The reason why so-called Christians are unpopular is because they are seen as public hypocrites; rather than follow Jesus and condemn praying in public, and instead helping the poor, the widows, and the orphans, they seem to spend their energy seemingly endorsing superstitious racialist ideas that were clearly un-Godly 100 years ago.
Those ideas are horrid and they are rejected because they are horrid. Not because Google is pushing an agenda of the sacredness of all human beings, a mirror of the image of God no matter what history they walked to get here.
And the environmental movement is just the same as the people saying “there is a flood coming from the blocked sewer drain, let’s go unblock it.” The anti-environmentalists are the people saying, naw, don’t worry about it.
A second reply. If you sincerely believe all behavior is based on self preservation, perhaps you do not understand that a sincere Christian, seeing each person as good and capable of more good and worth suffering for, can thrive in all sorts of environments, being a angel to others and not being untrue to God and without being a notable asshole. We have songs for training people in how to do this, about Love and the Christ in me greets the Christ in thee and on on.
> Some people live in counties with capital controls that means they see their wealth disappear year after year.
So the purpose of cryptocurrency here is to enable people to evade the laws of the society in which they live? Not sure I can regard that as a "legitimate use case".
Under PoW each of those GPUs consumes significant energy and that's the real issue. It seems like a fairly cavalier attitude to ignore that fact. Maybe PoW will be fine in 200 years when fossil fuels are finally phased out, but likely not in this century.

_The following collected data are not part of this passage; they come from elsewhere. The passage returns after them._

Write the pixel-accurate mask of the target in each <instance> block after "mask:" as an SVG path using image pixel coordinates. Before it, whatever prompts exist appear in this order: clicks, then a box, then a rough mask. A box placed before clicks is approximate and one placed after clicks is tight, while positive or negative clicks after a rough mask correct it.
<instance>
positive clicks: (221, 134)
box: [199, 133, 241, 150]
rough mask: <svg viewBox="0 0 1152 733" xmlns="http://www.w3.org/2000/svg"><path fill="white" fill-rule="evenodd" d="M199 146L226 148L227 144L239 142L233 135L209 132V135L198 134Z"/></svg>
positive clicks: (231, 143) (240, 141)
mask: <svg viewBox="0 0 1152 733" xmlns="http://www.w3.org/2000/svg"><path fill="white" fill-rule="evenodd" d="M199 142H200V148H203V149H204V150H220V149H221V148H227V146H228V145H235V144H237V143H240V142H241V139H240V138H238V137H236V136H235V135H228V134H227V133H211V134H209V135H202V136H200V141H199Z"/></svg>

Memory and SSD chips are made on older processes with coarser structures which means that they're more or less unaffected by the current limitations in manufacturing capacity that CPUs and GPUs suffer.
Because they're harder to build, and there is some serious HPC capacity is being built up right now around the world, which buys these chips buy thousands.
Same entities which hoard Tesla GPUs are not interested in unregistered RAM, consumer SSDs and CPUs. Unfortunately, a run of the mill Tesla is not much different from a GeForce. OTOH, RAM, CPU and SSD for these applications are built from different parts.
It may be thin, but it covers most people. Most crypto buyers use fiat exchanges. If those were ruled out, the monetary value of tokens would go down, and with it the mining incentives would lower. It wouldn't be the end of crypto, but it would alleviate many issues (energy, hardware shortage, etc).
PS: I don't think crypto is the only reason for GPU shortage (others being more demand from stay-at-home people, and general semiconductor shortages), but I believe it plays a part.